In most of the current CMBS securitizations, the classes rated triple-A sell quickly to a buying public that includes large money managers, life insurers and banks. But the mezzanine classes, which carry ratings from double-A to triple-B, are significantly slower to move. Because these classes require some understanding and appreciation for real estate risk, they c ater more to the life insurers. Most life insurers have filled up their CMBS allocation for the year and, thus, aren't aggressively seeking new investments.

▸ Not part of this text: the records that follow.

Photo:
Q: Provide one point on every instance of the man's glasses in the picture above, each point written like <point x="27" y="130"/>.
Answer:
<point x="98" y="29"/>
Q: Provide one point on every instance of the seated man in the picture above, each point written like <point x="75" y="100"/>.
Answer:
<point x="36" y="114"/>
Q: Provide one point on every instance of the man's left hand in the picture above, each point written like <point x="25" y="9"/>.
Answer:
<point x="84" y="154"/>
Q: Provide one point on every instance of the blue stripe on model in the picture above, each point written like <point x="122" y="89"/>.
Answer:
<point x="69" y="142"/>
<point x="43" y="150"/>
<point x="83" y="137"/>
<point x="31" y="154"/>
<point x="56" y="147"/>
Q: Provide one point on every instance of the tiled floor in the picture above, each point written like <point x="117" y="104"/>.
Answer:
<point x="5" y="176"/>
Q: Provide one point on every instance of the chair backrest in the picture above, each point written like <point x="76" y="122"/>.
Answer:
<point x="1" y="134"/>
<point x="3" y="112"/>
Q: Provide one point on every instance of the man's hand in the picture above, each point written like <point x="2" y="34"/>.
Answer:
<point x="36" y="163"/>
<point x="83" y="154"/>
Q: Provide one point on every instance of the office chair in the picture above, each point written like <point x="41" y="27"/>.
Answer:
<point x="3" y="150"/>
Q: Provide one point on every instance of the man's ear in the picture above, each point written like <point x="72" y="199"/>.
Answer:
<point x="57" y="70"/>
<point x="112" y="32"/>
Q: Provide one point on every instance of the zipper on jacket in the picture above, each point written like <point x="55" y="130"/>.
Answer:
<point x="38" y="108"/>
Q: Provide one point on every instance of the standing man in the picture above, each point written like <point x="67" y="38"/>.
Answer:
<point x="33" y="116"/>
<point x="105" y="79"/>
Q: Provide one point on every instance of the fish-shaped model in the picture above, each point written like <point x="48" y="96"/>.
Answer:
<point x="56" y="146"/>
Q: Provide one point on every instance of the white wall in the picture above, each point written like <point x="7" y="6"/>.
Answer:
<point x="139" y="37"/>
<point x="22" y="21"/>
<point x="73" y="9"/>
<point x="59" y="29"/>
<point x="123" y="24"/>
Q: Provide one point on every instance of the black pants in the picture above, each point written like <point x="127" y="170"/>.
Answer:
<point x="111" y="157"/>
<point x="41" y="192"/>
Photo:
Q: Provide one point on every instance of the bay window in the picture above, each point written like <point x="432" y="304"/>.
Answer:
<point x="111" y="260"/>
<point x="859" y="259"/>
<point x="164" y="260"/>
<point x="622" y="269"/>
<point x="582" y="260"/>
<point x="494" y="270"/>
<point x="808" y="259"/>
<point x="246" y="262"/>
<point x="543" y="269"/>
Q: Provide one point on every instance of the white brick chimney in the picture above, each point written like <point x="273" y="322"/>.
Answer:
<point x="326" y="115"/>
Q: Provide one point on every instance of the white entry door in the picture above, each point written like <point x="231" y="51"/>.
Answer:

As Bear Stearns' CMBS trader Jim Higgins puts it, "people are not compelled to be aggressive." On a positive note, Paul Selian of Aetna Investment Management noted that there is a light level of upcoming CMBS paper between now and the end of the year, and, as a result, technical factors should lead to significant spread tightening.
Sounding a cautious note, Standard & Poor's recently issued a report entitled "Cracks in the Foundation," which noted that, although real estate fundamentals are sound and the economy appears to be on track, there could be trouble ahead. Peter Kozel of Standard & Poor's noted that it would not "take a huge decline in economic activity to tip certain markets from balance into oversupply." He went on to note that S&P is most cautious about retail and especially about the Internet's impact. In the report, Kozel notes that the Internet alone could reduce incremental demand for new retail space by one-third over the next several years.
While new loan originations intended to be securitized in the CMBS market are down dramatically, the life insurance industry is enjoying a good year. Most insurers note that, although their pipelines are down, they have virtually filled their quota for 1999. A number of insurers have already started hunting for new mortgages to fund in the first quarter of 2000. In an attempt to help borrowers deal with "sticker shock," some insurers have trimmed their spreads, albeit almost imperceptibly. Meanwhile, one senior life company executive noted that virtually all of the "low-hanging fruit" had been picked and that every deal he saw had a story or a wart attached to it. In summary, he noted that it might be very hard to meet his aggressive production goals in 2000.
For the third quarter, commercial mortgage whole-loans performed almost exactly in sync with Baa duration-adjusted bonds, as measured by the Giliberto-Levy Commercial Mortgage Performance Index and Lehman Brothers. But it was a different story for the year-to-date, as commercial mortgages outperformed the Lehman Bond Index by a whopping 0.80% in the first nine months.